While CMS states that it intends to issue the final Quality Payment Program rule by November 1, 2016, Acting Administrator Slavitt “wanted to share our plans for the timing of reporting for the first year of the program.”  In light of the “wide diversity of physician practices,” CMS will “allow physicians to pick their pace of participation for the first performance period that begins January 1, 2017.”  The blog post outlines the following four options for 2017 that would ensure that eligible physicians (and certain other clinicians) do not receive a negative payment adjustment in 2019:

  1. Test the Quality Payment Program – As long as a physician submits “some data” to the Quality Payment Program, including data from after January 1, 2017, the physician will avoid a negative payment adjustment.  Such testing is intended to prepare the physician for broader participation in 2018 and 2019.
  2. Participate for part of the calendar year – Physicians may choose to submit Quality Payment Program information for a reduced number of days in 2017 and still qualify for a small positive payment adjustment.

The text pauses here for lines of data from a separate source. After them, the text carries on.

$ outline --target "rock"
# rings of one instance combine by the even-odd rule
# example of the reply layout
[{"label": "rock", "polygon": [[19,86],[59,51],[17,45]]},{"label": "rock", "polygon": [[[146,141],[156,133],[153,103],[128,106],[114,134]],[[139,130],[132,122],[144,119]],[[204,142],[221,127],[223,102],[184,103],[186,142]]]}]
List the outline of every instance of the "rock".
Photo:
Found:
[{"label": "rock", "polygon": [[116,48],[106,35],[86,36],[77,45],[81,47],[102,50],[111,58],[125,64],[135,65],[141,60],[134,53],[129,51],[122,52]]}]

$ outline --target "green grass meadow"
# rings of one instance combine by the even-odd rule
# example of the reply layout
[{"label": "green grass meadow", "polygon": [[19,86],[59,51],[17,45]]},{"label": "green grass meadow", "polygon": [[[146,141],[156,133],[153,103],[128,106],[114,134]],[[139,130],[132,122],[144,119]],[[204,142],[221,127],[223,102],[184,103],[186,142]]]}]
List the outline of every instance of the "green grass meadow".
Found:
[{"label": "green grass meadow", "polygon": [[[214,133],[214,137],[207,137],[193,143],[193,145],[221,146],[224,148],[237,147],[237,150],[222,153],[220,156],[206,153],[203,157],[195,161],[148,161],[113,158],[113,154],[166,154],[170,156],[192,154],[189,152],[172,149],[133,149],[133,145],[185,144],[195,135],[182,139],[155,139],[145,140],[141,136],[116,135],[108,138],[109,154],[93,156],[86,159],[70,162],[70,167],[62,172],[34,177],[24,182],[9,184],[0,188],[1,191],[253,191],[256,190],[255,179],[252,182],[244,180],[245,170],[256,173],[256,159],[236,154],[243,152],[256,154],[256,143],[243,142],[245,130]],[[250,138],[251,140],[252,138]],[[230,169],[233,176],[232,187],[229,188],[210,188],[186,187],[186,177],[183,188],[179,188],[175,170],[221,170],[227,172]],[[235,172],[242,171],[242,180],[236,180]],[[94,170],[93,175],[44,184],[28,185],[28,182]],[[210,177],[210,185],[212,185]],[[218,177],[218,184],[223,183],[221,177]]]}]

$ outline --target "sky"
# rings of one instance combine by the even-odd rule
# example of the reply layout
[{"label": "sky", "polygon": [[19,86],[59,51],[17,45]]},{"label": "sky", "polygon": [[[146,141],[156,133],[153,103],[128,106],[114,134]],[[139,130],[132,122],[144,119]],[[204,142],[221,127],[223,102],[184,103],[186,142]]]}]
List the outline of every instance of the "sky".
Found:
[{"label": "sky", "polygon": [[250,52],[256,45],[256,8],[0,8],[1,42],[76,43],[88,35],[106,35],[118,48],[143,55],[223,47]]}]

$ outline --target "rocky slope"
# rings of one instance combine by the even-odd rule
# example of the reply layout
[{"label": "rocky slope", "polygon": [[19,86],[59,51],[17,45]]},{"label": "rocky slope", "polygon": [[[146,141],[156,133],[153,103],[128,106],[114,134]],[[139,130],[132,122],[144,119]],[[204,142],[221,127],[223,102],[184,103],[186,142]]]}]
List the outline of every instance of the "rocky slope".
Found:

  3. Participate for the full calendar year – Practices may submit Quality Payment Program information for a full calendar year beginning on January 1, 2017 and qualify for a modest positive payment adjustment.
  4. Participate in an Advanced APM in 2017 – If a practice receives enough Medicare payments or a certain number of Medicare patients through an Advanced APM in 2017, it would qualify for a 5% incentive payment in 2019.

CMS will provide more details about these options in the final rule this fall.